Concerning the type of Low-E film, this film is located on the interior of the Windows and thermal imaging can not determine its temperature directly because it cannot measure through the glass. Transmissivity through glass is there but is very minimal and not sufficient enough for these large temperature differences. Conduction will change with material used in the glass and the gases between the windows. Different gases will cause different conductivity which will eventually affect the actual surface temperature that the IR camera is measuring. The temperature gradient across the glass panels is very evenly distributed from edge to edge. It is apparent that there actually is a temperature difference between the glass (versus incident radiation effects). There are obvious differences in specular reflection between windows.

We will continue to work on this and keep you all posted.
This anomaly has sparked a lot of interest across the board.
If we can derive a definitive answer in this case we will document the case study.


How did you determine the glass is Low-e? Did you put a piece of paper next to the panes to look at reflection?
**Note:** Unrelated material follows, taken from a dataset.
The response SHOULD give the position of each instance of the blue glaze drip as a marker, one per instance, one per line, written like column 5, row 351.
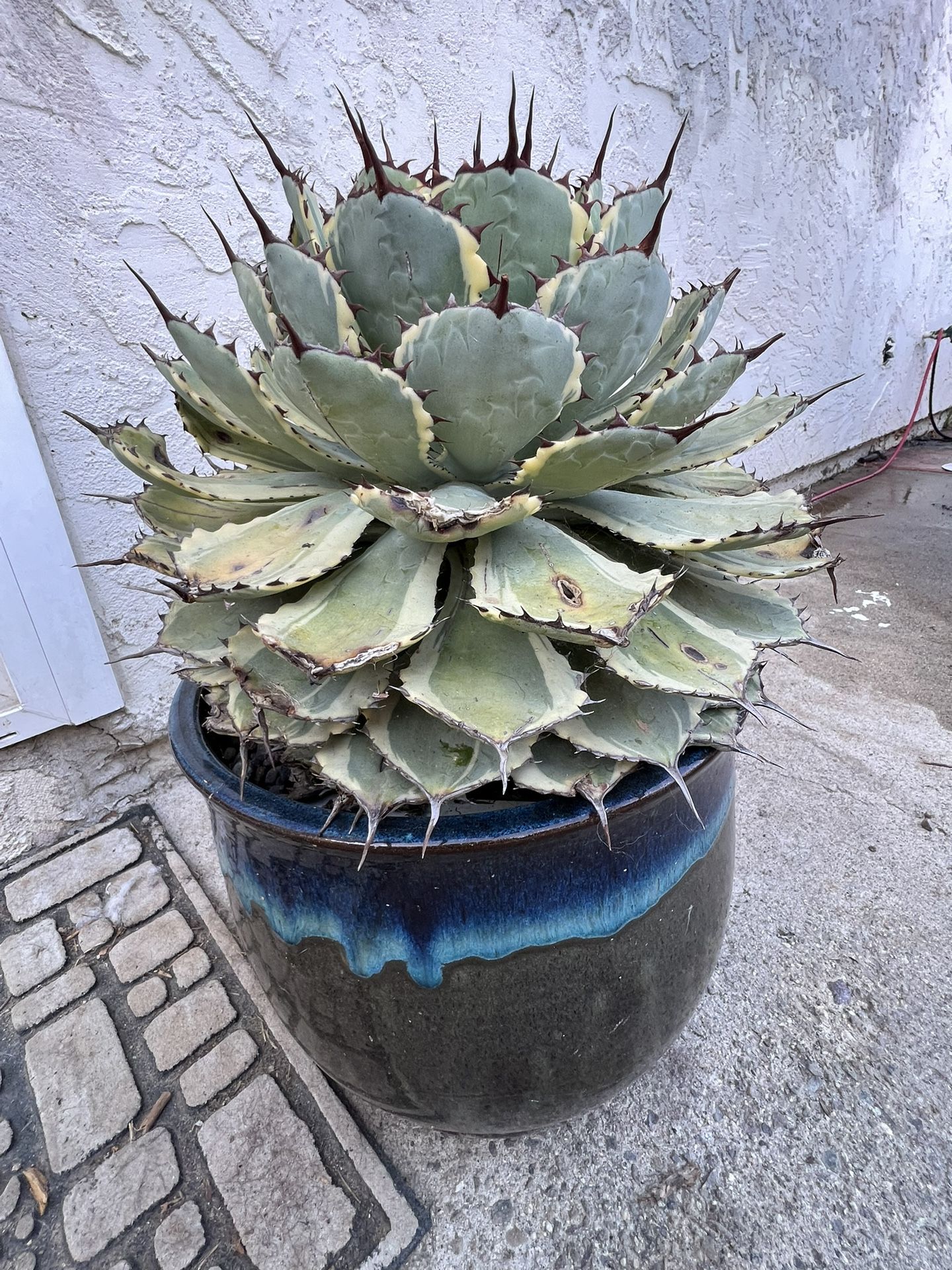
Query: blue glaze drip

This site may help you on your thirst for knowledge or quest for the answers :slight_smile:


Good luck…



Thanks Kevin!

Your welcome :slight_smile:

You might want to also take a look at RESFIN. I’ve used it twice in the past to help clients with selecting window replacements when I was modeling their home for Home Energy Performance Surveys. It’s a very cool “free” software.


But… now that I read that again, IR doesn’t pass through ANY glass!?:shock:

Long wave doesn’t (or very little)… short wave does. Or at least that’s what I was taught. Hence how/why a greenhouse works.

I wonder if the absence/presence of argon gas (or dissimilar gases) could also create what you saw. (Not sure…) What you recorded resembles the difference between single pane and double pane side by side comparisons looking through a long wave imager. You’ve certainly got my interest peaked Dave. :slight_smile: I believe this will certainly take more investigation than an IR imager can provide to figure out.

This is going to open a new window in IR… L.O.L. Looks like one should put together a hand book on windows and how each window or type of covering views under IR.

With all these new windows and NEW window products on the market one could make a mistake in there findings.